Quintessential gore movie stuff, which is why it's a bit unsettling when I Saw the Devil abruptly becomes a procedural about Dae-hoon, a secret service agent, using the considerable means at his disposal to track down Kyung-chul. It might not show from the way I've described, but every single aspect of the first two scenes - the pacing, the music, the lighting - screams that we're watching a slasher/torture film, and everything about the third scene onward says instead that no, we're definitely not. Instead, we're going to follow Dae-hoon as he laboriously tracks down the four men the cops think might have murdered Ju-yeon, coming at last to Kyung-chul for a climactic showdown- wait, no, he disposes of the first two in a matter of minutes and comes to Kyung-chul third, and the movie's barely a fifth over.

I won't belabor the point, but basically what goes on is that the movie tries on the conventions of a given subgenre for a few scenes, and then simply changes its mind and moves to the next, and it does this for all of its 141 minutes. Theoretically, this could result in a film with massive tonal instability and a personality disorder - that's basically what happened with The Good, the Bad and the Weird, although it was unquestionably deliberate in that case - but the effect is the exact opposite. Despite the fact that every individual moment of I Saw the Devil is trite to the point of exhaustion, and despite the film's willingness to own up to that fact - there are no less than three points where a character openly states the message that Dae-hoon is turning into a savage himself due to his quest for revenge - the effect as a whole is so excitingly loose that the movie does something no slasher, torture porno, bad cop picture or revenge movie should be at all able to do in 2011: it keeps us guessing.

Which wouldn't matter much, except it's a good film along the way: Kim's ability to stage a truly horrifying scene of violence shames a generation of American horror directors, and even most of the "extreme" films trickling into the West from east Asia over the last decade: the film is nauseating and horrifying and honestly upsetting - late in the game, Kim manages the impossible trick of playing cannibalism for laughs and still making it seem like the most ungodly of crimes - and never blithely exploitative of gunk and gore. Lee Mogae's cinematography includes from the expected noir shadows of the scarier scenes, but the most visually impressive parts are perhaps the normal, everyday parts, slightly hard and slightly sharp and just bright enough that they make you squint a little; a movie of raw edges that isn't right even when it seems like everything is working out. As cat and mouse, Lee and Choi make a great pair, trading off strength and vulnerability from scene to scene, Lee playing implacable, joyless perfection here and Choi being bloated and haughty there. The best part of the film, in fact, is probably the interplay between the two men, a shifting mixture of various moods, all of them ugly and brutal - it is an ugly and brutal world.
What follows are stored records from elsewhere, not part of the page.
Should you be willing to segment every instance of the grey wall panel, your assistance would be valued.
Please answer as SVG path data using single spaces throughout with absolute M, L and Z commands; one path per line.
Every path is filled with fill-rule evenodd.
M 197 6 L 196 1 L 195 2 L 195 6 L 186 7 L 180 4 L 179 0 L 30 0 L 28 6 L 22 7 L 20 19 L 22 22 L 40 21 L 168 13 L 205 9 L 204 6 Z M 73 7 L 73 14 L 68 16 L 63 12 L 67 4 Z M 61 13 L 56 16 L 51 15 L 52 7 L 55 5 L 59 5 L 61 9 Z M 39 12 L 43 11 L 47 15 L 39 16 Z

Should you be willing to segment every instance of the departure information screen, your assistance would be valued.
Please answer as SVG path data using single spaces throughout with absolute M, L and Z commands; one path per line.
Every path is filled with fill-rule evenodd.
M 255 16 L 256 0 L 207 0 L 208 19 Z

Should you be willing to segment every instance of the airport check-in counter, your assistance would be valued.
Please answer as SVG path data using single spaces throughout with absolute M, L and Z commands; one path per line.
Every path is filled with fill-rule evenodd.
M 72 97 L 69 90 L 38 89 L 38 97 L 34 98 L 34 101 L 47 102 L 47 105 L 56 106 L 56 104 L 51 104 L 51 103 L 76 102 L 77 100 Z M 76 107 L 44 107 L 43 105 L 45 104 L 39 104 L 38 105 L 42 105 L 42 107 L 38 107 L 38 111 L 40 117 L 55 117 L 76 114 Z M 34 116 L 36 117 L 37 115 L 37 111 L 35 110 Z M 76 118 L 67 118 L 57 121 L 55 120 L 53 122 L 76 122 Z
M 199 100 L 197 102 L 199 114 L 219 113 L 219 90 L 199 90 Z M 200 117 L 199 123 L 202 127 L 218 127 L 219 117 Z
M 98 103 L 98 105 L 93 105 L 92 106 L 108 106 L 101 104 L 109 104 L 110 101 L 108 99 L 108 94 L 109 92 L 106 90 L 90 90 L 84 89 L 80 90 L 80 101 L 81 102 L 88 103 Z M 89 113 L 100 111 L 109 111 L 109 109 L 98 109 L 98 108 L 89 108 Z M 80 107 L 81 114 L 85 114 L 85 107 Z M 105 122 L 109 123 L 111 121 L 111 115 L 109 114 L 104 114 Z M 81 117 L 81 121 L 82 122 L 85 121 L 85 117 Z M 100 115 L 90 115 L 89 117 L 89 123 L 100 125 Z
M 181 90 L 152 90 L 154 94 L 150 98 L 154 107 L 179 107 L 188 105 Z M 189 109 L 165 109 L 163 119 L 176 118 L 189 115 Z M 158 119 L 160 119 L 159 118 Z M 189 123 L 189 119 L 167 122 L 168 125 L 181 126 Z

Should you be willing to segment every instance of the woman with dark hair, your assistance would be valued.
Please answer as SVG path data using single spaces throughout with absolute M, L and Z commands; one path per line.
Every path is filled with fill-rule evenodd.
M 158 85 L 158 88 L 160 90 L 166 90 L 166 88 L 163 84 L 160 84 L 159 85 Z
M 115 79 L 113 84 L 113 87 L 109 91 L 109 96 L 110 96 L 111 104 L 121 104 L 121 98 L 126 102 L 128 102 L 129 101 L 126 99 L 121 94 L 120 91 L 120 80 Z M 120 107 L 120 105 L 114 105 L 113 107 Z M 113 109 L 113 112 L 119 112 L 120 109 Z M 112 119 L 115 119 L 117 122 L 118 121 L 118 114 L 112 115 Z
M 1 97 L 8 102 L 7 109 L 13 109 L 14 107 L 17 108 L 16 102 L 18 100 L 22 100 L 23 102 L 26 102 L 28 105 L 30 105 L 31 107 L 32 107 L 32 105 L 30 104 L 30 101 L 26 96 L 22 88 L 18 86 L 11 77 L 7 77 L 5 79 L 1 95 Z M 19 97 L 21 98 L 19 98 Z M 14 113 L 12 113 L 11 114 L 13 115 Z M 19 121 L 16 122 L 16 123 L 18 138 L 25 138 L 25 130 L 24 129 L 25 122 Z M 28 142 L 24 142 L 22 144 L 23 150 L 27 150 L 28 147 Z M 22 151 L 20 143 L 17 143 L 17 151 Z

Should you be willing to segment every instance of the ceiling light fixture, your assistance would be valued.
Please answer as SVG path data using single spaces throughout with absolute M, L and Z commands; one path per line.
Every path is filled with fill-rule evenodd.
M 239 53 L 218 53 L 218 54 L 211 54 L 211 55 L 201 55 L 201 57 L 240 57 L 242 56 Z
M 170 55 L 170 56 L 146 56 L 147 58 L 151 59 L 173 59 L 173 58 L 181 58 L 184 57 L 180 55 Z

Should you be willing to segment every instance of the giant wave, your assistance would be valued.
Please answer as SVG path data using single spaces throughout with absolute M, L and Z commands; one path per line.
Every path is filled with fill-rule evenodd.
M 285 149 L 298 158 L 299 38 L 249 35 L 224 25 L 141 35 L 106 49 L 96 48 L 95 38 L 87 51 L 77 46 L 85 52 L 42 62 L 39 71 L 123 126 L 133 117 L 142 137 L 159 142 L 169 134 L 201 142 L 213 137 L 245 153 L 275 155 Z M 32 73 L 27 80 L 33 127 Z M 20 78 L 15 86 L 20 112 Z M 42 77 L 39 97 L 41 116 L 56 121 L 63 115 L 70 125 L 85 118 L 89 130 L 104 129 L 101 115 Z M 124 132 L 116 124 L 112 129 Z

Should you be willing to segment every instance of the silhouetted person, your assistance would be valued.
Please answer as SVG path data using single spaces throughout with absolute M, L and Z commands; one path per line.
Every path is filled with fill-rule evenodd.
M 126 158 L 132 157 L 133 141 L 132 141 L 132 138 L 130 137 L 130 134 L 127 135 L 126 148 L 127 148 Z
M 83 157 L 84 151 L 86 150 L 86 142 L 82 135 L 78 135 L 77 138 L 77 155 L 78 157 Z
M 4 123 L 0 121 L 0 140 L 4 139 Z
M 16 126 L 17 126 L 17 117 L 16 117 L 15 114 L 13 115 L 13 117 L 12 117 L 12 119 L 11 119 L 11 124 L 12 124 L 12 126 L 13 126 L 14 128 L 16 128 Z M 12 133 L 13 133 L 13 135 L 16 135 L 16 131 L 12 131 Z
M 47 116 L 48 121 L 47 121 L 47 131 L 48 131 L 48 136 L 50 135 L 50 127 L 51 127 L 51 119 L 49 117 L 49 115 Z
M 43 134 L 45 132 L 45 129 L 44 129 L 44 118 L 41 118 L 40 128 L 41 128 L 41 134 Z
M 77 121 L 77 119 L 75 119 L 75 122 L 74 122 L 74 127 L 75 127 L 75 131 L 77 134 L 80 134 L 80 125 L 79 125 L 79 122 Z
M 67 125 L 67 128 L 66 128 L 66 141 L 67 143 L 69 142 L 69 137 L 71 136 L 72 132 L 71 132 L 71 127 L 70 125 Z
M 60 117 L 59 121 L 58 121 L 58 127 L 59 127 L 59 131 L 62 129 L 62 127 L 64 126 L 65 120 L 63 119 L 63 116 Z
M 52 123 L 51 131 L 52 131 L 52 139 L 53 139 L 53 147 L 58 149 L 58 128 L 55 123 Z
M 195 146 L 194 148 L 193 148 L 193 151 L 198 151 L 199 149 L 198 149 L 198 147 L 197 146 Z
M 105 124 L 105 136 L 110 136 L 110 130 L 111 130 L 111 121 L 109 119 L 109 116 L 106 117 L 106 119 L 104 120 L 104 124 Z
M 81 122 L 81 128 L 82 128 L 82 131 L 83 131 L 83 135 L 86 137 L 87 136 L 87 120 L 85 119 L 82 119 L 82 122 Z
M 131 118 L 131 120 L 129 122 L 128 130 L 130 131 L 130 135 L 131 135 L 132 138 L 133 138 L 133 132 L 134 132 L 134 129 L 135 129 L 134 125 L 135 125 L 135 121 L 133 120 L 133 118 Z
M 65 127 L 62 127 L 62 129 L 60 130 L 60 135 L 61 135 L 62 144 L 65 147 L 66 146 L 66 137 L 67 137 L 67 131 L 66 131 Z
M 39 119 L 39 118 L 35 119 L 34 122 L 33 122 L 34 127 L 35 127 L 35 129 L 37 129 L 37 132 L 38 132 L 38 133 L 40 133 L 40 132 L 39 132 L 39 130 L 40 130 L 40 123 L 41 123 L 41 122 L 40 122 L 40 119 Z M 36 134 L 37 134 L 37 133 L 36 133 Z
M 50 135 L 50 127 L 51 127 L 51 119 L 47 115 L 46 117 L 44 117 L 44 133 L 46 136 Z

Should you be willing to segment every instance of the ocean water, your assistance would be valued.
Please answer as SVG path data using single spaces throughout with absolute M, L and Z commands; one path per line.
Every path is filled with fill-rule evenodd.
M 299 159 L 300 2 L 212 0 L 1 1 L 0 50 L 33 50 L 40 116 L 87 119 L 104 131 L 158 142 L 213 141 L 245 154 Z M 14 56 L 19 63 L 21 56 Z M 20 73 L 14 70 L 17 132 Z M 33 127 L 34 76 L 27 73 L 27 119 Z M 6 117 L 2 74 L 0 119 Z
In fact, as a thoughtful exploitation film and a cutting depiction of the effect that committing violence has on men's psyches, I'd love to call I Saw the Devil a pretty great movie. Except it's not quite that; for all that it talks about the effect of violence, and for all that Lee plays it that way, the film is ultimately much more of a slick thriller than it is a psychological study, to its ultimate detriment. Plus, there's no ignoring the length: there is absolutely nothing about this story that requires almost two-and-a-half-hours to tell, and the fact that I Saw the Devil stretches out so languidly, though it allows for some passages of dread-inducing idleness, means that it is never able to build up enough momentum to completely succeed even as a slick thriller. Fix the somewhat contrived and hyperactive grand guignol ending, and there's a great movie that can be carved out of all this; sadly, good movies with a great movie hovering just under the surface are the most annoying good movies of all.